# Do shells absorb UV as well as skin??



## Tortoise (Mar 29, 2013)

I was wondering if tortoises absorb UV through the shell or just their skin?

Today although it was cold here, my deck was in full sun and I took out some of my tortoises one by one and sat them on my knee in a tub warm water for a few mins as we are so sun deprived here.
They really seemed to really appreciate this.

Just a few feet of snow to melt yet hahaha!


----------



## StudentoftheReptile (Mar 29, 2013)

They certainly absorb heat and UV through their skin much more effectively through their skin. This is why they typically bask in the morning hours when the sun is at an angle.

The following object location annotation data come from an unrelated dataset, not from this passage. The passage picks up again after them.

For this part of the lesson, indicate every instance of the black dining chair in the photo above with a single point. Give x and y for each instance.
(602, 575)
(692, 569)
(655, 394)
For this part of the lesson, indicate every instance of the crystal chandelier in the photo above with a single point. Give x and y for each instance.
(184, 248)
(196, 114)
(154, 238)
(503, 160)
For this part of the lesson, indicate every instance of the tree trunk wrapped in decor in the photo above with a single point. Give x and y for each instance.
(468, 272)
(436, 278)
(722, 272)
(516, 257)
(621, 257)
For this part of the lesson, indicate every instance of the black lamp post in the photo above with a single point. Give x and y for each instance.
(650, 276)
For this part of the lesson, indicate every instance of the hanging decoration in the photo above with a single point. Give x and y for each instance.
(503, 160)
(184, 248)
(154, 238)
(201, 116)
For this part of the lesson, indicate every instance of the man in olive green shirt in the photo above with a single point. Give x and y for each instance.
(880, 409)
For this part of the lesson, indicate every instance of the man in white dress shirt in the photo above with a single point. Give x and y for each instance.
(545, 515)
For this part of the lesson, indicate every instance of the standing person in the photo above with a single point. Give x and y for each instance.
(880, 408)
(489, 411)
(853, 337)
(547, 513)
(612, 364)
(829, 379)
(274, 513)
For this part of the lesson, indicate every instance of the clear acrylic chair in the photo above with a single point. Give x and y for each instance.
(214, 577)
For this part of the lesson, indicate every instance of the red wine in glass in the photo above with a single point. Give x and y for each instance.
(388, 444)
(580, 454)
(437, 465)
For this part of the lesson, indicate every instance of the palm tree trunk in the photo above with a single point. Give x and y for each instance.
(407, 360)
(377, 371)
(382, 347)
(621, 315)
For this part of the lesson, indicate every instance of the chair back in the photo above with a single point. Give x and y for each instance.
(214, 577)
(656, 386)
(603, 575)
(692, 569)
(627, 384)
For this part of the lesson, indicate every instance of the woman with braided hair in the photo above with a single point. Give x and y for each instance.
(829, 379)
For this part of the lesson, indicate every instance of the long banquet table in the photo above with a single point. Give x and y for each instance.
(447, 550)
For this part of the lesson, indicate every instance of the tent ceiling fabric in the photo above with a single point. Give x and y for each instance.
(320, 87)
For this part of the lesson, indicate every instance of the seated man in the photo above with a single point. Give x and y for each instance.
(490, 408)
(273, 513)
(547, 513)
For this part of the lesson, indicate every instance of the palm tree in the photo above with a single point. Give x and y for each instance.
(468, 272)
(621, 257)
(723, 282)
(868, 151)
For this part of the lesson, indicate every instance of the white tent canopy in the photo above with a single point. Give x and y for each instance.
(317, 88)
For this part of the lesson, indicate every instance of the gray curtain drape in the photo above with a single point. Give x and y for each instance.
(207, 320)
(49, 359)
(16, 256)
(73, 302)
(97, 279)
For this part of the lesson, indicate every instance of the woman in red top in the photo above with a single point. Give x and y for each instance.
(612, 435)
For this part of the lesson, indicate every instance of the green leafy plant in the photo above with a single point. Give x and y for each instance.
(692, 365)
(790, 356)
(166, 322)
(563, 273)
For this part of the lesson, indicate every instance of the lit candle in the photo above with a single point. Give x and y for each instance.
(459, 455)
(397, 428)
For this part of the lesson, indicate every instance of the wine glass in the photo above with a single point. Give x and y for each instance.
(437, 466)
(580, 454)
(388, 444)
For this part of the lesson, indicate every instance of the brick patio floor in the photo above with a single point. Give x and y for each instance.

This thread has some interesting insight: http://www.tortoisetrustforum.org/phpbb3_live/viewtopic.php?f=3&t=8079


----------



## Tortoise (Mar 29, 2013)

Thank so much, those images are a cause for concern.
It just shows that no matter what we do in captivity it isn't anywhere near the natural benefits of the sun.
I saw that angling the bulb was better as shown in the image but in most cases the MVB bulbs are not designed to work as well on an angle or perhaps they are more likely to fail when not flat?

I will keep up with my mini UV sauna baths on the deck whilst we wait for the higher temps I need to put out my tortoises here for longer periods.

Thanks I had never seen studies like that before, very interesting as well as concerning.


----------



## ulkal (Mar 29, 2013)

Thank you, Tortoise, for posing this question,I was wondering about that, too. 
Thanks to you too, Studentofthereptile, for posting this link.


----------



## Team Gomberg (Mar 29, 2013)

Wow what an article! Thanks. 

I am so glad to live in and keep tortoises is so cal. 

My Russian is outdoors full time and soon enough my leopard will be too.


----------



## Madkins007 (Mar 30, 2013)

I don't know of any study done as to whether they absorb UVB through the shell, although they certainly absorb heat that way. Most of the reference books I have access to suggest that if they DO absorb it though the shell, it is not as efficient as it is through the limbs.


----------